La guerre qui vient de resurgir sur le sol européen depuis l’invasion des troupes russes en Ukraine illustre combien les valeurs occidentales et européennes, nos modes de vie, sont chéries par les États qui souhaitent vivre dans un monde libre et démocratique. 

Défis écologique, économique, social, démographique, culturel, migratoire, démocratique, de défense et géopolitique, l’UE fait face à une multitude d’enjeux qui présageront de son avenir et de sa pérennité.  

Dans ce contexte, le rôle des villes Européennes et plus particulièrement celui de Paris, est primordial. Les villes européennes ont toujours eu une grande influence dans le maillage du continent, ce que l’historien Jacques Le Goff appelait «  la belle Europe des villes et des universités  ». Au cœur de cette influence se trouvent leur prise de conscience politique, la mise en réseau des savoirs et le creuset des rencontres humaines. Façonnées d’abord et de longue date par le commerce, mais aussi par la culture et le partage des connaissances. 
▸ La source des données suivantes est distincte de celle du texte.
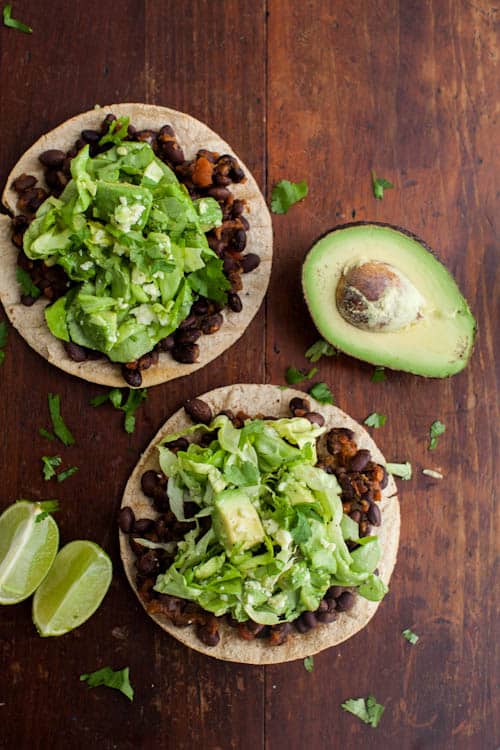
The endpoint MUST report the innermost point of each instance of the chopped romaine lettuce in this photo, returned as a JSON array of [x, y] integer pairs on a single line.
[[133, 244], [276, 543]]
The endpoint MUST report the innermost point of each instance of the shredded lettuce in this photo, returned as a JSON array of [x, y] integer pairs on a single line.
[[278, 536], [133, 244]]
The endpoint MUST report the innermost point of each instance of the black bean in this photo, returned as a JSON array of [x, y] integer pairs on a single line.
[[359, 461], [326, 617], [27, 301], [237, 174], [149, 481], [91, 136], [181, 444], [297, 403], [172, 152], [187, 336], [186, 353], [126, 519], [239, 240], [374, 515], [345, 601], [132, 377], [315, 418], [219, 193], [198, 410], [250, 262], [148, 563], [209, 635], [143, 525], [200, 307], [53, 158], [237, 208], [75, 352], [189, 322], [211, 323], [234, 302], [166, 344], [24, 182]]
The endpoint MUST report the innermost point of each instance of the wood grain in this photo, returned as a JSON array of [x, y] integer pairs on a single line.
[[325, 92]]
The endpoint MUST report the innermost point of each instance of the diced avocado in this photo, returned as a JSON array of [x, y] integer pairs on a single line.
[[236, 521], [377, 293], [127, 206]]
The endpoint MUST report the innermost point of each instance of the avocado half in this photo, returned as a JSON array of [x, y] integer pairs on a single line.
[[377, 293]]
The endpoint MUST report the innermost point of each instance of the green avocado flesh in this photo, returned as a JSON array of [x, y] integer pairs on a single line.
[[268, 533], [132, 243], [436, 343]]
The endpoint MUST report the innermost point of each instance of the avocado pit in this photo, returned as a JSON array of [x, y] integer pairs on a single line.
[[376, 296]]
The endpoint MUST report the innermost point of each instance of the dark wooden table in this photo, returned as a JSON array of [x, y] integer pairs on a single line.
[[301, 89]]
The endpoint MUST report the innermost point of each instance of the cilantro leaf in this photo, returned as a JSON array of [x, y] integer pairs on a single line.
[[118, 131], [410, 636], [13, 23], [118, 680], [45, 433], [320, 349], [375, 420], [292, 375], [67, 473], [302, 530], [286, 193], [115, 396], [403, 471], [60, 429], [47, 506], [437, 428], [50, 463], [321, 393], [3, 339], [366, 709], [379, 184], [26, 284], [309, 663], [378, 375]]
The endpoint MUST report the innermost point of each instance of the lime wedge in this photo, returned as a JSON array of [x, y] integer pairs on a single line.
[[27, 550], [74, 588]]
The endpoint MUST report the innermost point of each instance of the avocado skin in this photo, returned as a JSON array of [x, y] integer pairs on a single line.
[[411, 235]]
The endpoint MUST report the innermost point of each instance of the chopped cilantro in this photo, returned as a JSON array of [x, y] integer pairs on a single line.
[[67, 473], [115, 396], [410, 636], [379, 184], [378, 375], [45, 433], [27, 286], [320, 349], [47, 506], [437, 428], [3, 339], [403, 471], [285, 194], [366, 709], [118, 131], [321, 393], [309, 663], [292, 375], [13, 23], [49, 465], [118, 680], [60, 429], [375, 420]]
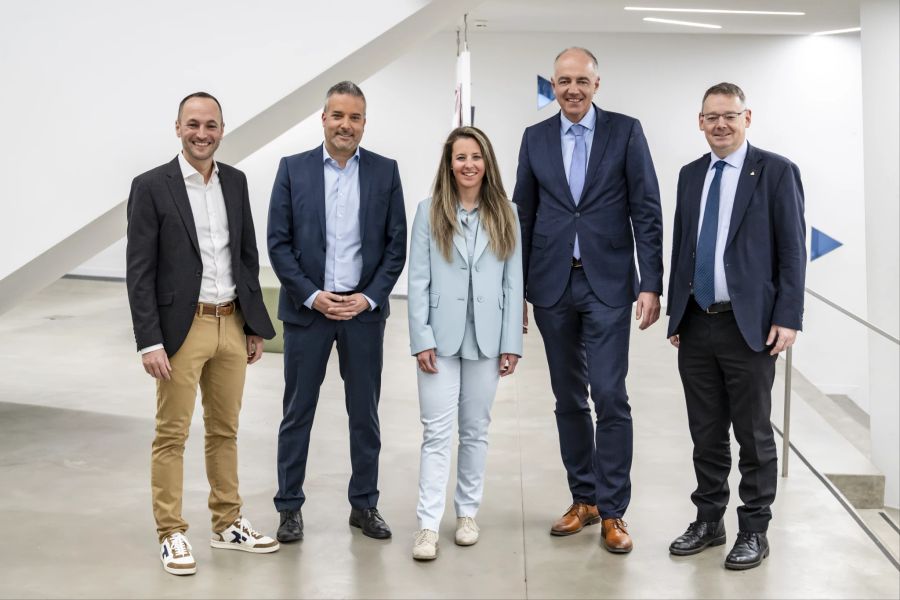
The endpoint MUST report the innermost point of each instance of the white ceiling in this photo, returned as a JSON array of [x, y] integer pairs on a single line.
[[610, 16]]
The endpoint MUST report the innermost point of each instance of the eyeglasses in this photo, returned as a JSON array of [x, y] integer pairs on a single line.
[[713, 118]]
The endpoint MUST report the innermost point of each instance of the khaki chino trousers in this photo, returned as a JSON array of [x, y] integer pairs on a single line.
[[213, 356]]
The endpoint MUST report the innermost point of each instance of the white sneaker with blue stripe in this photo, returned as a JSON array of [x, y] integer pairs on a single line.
[[175, 554], [240, 535]]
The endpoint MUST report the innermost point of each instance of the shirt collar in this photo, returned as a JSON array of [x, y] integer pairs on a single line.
[[188, 170], [327, 159], [735, 159], [588, 121]]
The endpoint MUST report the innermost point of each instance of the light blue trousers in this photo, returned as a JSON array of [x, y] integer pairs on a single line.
[[462, 389]]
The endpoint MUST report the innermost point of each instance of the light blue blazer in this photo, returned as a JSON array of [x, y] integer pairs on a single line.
[[439, 293]]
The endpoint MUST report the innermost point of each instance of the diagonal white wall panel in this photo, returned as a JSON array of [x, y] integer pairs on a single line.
[[45, 235]]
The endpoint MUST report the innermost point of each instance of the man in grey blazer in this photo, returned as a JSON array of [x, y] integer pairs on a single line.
[[199, 319]]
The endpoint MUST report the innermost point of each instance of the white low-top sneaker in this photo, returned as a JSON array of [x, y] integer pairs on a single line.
[[466, 531], [175, 554], [240, 535], [425, 545]]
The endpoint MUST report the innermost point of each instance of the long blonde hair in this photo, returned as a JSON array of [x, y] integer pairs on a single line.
[[495, 210]]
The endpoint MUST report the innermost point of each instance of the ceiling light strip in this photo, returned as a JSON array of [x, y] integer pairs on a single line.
[[716, 11], [837, 31], [684, 23]]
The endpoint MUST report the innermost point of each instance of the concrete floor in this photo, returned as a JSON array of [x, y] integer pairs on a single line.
[[76, 422]]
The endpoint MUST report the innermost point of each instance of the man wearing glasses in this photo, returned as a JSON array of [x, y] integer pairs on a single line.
[[735, 302]]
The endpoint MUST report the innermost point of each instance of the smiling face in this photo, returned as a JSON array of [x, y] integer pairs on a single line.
[[724, 122], [575, 81], [344, 120], [200, 128], [467, 164]]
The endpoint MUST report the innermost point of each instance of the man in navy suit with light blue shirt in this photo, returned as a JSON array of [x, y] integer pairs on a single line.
[[588, 202], [735, 302], [337, 241]]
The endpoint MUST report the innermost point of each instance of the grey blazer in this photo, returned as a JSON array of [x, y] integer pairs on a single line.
[[439, 293]]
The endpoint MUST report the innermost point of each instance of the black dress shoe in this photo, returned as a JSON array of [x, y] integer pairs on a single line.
[[699, 536], [370, 522], [291, 527], [748, 551]]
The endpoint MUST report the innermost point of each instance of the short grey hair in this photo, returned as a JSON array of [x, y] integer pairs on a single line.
[[585, 51], [344, 87], [725, 89]]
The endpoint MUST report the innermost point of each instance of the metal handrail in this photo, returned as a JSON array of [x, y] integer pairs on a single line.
[[788, 359]]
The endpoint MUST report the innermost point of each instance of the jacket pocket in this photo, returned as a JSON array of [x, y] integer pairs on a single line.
[[165, 298]]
Les villes «  Cœurs » d’hier, telles Florence, Amsterdam ou Bruges, comme les villes d’aujourd’hui sont devenues, comme l’illustrait Jacques Attali en 2006 dans son ouvrage  Une brève histoire de l’avenir, des centres économiques, culturels, démographiques, constituant un des moteurs de l’Europe.  

Aujourd’hui, face à la montée des extrêmes, du populisme, des idées xénophobes et racistes,  les  villes sont au cœur du combat démocratique et elles seront au cœur de l’Europe de demain.  
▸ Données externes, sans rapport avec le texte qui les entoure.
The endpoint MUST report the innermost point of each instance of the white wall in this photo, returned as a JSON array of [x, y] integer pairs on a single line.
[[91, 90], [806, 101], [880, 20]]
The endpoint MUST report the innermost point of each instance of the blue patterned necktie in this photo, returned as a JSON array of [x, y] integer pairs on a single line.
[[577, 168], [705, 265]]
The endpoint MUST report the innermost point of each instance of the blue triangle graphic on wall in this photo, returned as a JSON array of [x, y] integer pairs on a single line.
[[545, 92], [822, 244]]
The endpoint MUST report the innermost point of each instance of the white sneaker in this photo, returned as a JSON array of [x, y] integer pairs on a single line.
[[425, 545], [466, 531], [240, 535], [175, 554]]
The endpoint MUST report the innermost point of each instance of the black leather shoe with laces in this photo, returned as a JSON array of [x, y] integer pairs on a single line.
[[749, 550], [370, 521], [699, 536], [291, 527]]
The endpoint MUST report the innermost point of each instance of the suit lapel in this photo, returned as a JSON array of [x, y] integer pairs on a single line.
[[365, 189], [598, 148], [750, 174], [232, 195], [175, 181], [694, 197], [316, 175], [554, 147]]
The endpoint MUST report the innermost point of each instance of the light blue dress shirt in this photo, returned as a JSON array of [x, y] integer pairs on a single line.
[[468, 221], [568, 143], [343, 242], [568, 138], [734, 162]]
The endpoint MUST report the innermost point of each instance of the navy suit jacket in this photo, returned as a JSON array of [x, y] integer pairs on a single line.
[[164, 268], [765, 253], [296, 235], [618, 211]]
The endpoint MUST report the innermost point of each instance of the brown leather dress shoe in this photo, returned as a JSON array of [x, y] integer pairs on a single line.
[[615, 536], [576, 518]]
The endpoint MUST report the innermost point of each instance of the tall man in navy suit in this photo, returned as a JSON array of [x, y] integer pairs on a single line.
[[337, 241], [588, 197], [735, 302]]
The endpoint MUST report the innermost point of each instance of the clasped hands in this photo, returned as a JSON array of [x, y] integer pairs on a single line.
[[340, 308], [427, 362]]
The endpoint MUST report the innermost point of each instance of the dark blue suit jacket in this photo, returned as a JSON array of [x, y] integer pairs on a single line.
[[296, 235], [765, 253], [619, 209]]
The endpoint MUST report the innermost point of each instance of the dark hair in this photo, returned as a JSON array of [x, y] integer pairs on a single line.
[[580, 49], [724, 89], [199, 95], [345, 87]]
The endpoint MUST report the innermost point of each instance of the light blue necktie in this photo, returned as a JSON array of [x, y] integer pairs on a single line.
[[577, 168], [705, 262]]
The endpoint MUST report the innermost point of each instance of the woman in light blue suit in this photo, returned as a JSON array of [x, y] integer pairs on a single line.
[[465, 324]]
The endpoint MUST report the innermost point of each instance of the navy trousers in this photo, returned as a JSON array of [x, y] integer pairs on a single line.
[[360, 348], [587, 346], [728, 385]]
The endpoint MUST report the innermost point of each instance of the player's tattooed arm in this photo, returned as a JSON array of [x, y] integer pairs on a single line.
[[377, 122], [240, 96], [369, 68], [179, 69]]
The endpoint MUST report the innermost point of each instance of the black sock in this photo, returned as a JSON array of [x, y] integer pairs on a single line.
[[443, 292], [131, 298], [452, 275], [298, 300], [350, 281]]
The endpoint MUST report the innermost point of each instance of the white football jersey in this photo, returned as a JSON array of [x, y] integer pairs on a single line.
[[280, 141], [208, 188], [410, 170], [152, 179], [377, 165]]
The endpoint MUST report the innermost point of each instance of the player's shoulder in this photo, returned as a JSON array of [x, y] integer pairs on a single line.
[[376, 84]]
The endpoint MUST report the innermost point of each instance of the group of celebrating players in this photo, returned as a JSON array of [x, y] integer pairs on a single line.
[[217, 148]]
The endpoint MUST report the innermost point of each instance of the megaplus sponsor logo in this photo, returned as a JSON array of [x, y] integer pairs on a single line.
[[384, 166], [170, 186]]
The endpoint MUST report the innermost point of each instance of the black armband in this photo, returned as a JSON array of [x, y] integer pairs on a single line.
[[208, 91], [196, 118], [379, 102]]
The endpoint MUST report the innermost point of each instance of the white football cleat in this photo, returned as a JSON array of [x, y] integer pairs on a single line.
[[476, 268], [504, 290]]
Face à la tentation du repli sur soi et la montée d’une extrême-droite conquérante, désireuse de frapper au cœur l’esprit des institutions européennes,  les villes peuvent être un antidote.  Elles demeurent en Italie, comme en Pologne, en Suède comme en Grèce, de Lisbonne à Paris, en passant par Hambourg, Florence, Varsovie, Barcelone, Stockholm ou Vilnius, des lieux où se vit et s’invente la démocratie et où l’impératif écologique ne s’oppose pas à la justice sociale.  

Ce prisme européen des villes demeure une réalité et se confirme d’élection en élection. Par conséquent,  de la participation électorale des villes dépendra en grande partie la tonalité du scrutin de juin.   

Le 27 décembre 2023, la disparition de l’ancien président de la Commission européenne, père de l’euro et figure de la gauche française, Jacques Delors,   architecte de l’Europe rêvée », selon l’expression d’Enrico Letta, ancien Président du conseil des ministres d’Italie et aujourd’hui Président de l’Institut Jacques Delors, dans un article du journal belge le « soir  », nous met face aux défis que ce projet politique doit affronter.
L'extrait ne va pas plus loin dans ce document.